Watercourse in Pennsylvania, US

Schrader Creek (also known as Schrader Branch or Schrader Run)is a tributary of Towanda Creek in Sullivan County and Bradford County, in Pennsylvania, in the United States. It is approximately 23.4 mi long and flows through Fox Township in Sullivan County and Leroy Township, Franklin Township, and Monroe Township in Bradford County.

==Course==
Schrader Creek begins in northwestern Fox Township, Sullivan County, near the border between Sullivan County and Lycoming County. It flows roughly northeast for a short distance, crossing Pennsylvania Route 154. Some distance downstream, the creek exits Sullivan County.

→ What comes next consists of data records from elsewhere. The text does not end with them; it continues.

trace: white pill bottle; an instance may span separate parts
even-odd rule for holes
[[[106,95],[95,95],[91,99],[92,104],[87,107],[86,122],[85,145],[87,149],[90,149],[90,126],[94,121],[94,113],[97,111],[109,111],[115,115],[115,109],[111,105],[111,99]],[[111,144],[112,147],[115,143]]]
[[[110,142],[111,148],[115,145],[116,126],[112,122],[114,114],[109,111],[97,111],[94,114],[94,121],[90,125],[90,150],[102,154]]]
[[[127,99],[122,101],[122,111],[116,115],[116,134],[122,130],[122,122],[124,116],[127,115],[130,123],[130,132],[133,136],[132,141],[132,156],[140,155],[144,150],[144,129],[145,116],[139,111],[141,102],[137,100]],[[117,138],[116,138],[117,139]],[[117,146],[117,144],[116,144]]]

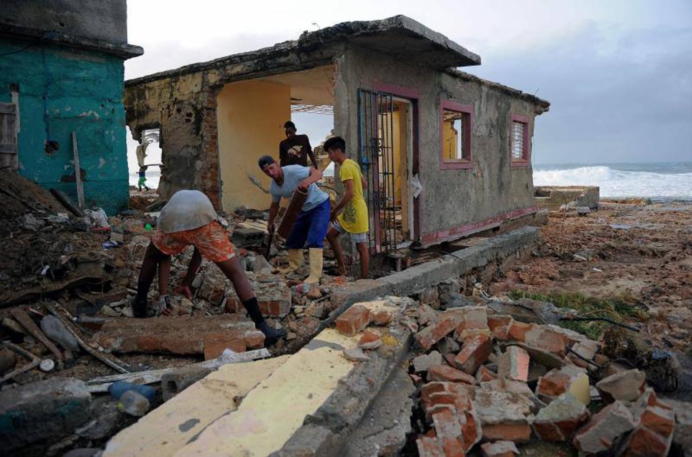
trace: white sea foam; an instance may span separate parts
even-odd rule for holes
[[[534,170],[534,185],[592,185],[601,197],[692,199],[692,173],[653,173],[618,170],[606,166]]]

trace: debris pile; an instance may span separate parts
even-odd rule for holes
[[[644,373],[610,360],[600,342],[498,314],[498,304],[476,297],[444,310],[408,310],[421,351],[410,368],[419,388],[420,456],[474,448],[511,456],[536,440],[617,456],[664,456],[674,442],[684,445],[675,433],[677,411]],[[678,406],[678,416],[691,407]]]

Upon exiting Sullivan County, Schrader Creek enters Leroy Township, Bradford County. In this township, the creek turns east-northeast, receiving the tributary Pine Swamp Run. Further on, it picks up the tributaries Robinson Run and Wolf Run. It then enters Franklin Township and turns north for several miles. It eventually turns roughly northeast, passing near Pennsylvania State Game Lands Number 36. Over the next several miles it passes a number of mountains and receives some tributaries. It eventually exits Franklin Township. Upon leaving Franklin Township, the creek enters Monroe Township. In Monroe Township, it turns east, picks up the tributary Millstone Creek, and turns north. Some distance later, it reaches its confluence with Towanda Creek near the community of Powell.

Schrader Creek joins Towanda Creek 6.55 mi upstream of its mouth.

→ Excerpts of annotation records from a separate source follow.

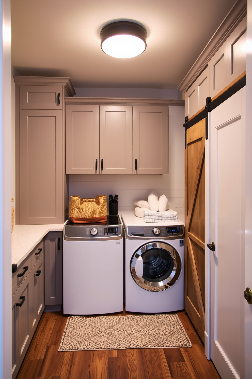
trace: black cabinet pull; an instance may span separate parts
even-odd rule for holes
[[[23,276],[25,275],[25,273],[26,273],[26,271],[27,271],[28,268],[29,268],[29,266],[24,266],[24,271],[23,271],[22,273],[21,273],[21,274],[17,274],[18,277],[19,277],[19,276]],[[24,301],[25,301],[24,300]],[[20,306],[21,307],[21,305]]]
[[[40,254],[40,253],[42,251],[42,249],[40,248],[39,249],[39,251],[38,251],[37,253],[35,253],[35,255],[38,255],[39,254]]]
[[[17,265],[16,263],[13,263],[11,265],[11,273],[15,273],[17,270]]]
[[[20,303],[16,303],[16,307],[22,307],[23,303],[25,302],[25,296],[20,296],[20,299],[22,301]]]
[[[210,249],[212,251],[215,251],[215,244],[214,242],[212,242],[212,243],[207,243],[207,246],[208,248]]]

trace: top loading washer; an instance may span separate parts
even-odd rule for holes
[[[64,227],[63,309],[71,315],[123,310],[123,228],[118,216],[107,222]]]
[[[145,222],[123,215],[125,310],[146,313],[184,309],[183,223]]]

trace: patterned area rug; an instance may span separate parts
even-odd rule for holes
[[[68,317],[59,351],[191,347],[178,315]]]

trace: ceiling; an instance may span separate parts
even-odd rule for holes
[[[70,77],[75,87],[176,88],[236,0],[11,0],[12,66],[22,75]],[[147,31],[141,55],[100,47],[110,20]]]

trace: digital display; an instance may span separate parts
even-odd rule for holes
[[[180,228],[181,227],[174,226],[166,228],[166,232],[167,234],[181,234]]]
[[[117,227],[113,228],[105,228],[104,234],[105,236],[114,235],[118,234],[118,228]]]

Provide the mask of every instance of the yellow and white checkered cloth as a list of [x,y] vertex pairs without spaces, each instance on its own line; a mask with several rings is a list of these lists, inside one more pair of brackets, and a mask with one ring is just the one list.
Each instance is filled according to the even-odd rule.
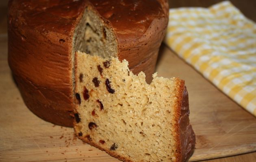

==Geography, geology, and climate==
The valley of Schrader Creek resembles a canyon. The creek cuts through a plateau made of sandstone and cliffs of gray sandstone are present in some parts of it. Much of the creek is on rapids with cobbles, ledges, and boulder patches. There are few fallen trees on it.

The valley of Schrader Creek is forested for much of its length. It is broader in its lower reaches than in its upper reaches. The valley is surrounded by steep hills that are rounded due to glaciation.

The topography of Schrader Creek is described as "rough and hilly" in a 1921 book. The channel of the creek is sinuous and rock formations made of shale and sandstone are found in its vicinity. Semi-bituminous coal is also found in the watershed.

The annual rate of precipitation in the watershed of Schrader Creek is between 35 in and 40 in.

==Watershed, history, and industries==
The watershed of Schrader Creek has an area of 85.00 sqmi. The watershed occupies portions of Bradford County, Sullivan County, and Lycoming County. It is in the Upper North Branch Susquehanna drainage basin.

There are a few camps in the vicinity of Schrader Creek. The creek lacks a gauge.

In the early 1900s, the main industries in the watershed of Schrader Creek were coal mining and agriculture. During this time period, the Susquehanna and New York Railroad also followed the creek between Wheelerville and its mouth. The creek was also used as an industrial water supply in the community of Powell.

==Recreation==
It is possible to canoe on 12.7 mi of Schrader Creek during snowmelt and within several days of heavy rain. The difficulty rating of the creek ranges from 2- to 4. Edward Gertler describes the scenery along it as "good to excellent" in his book Keystone Canoeing. However, it is relatively obscure.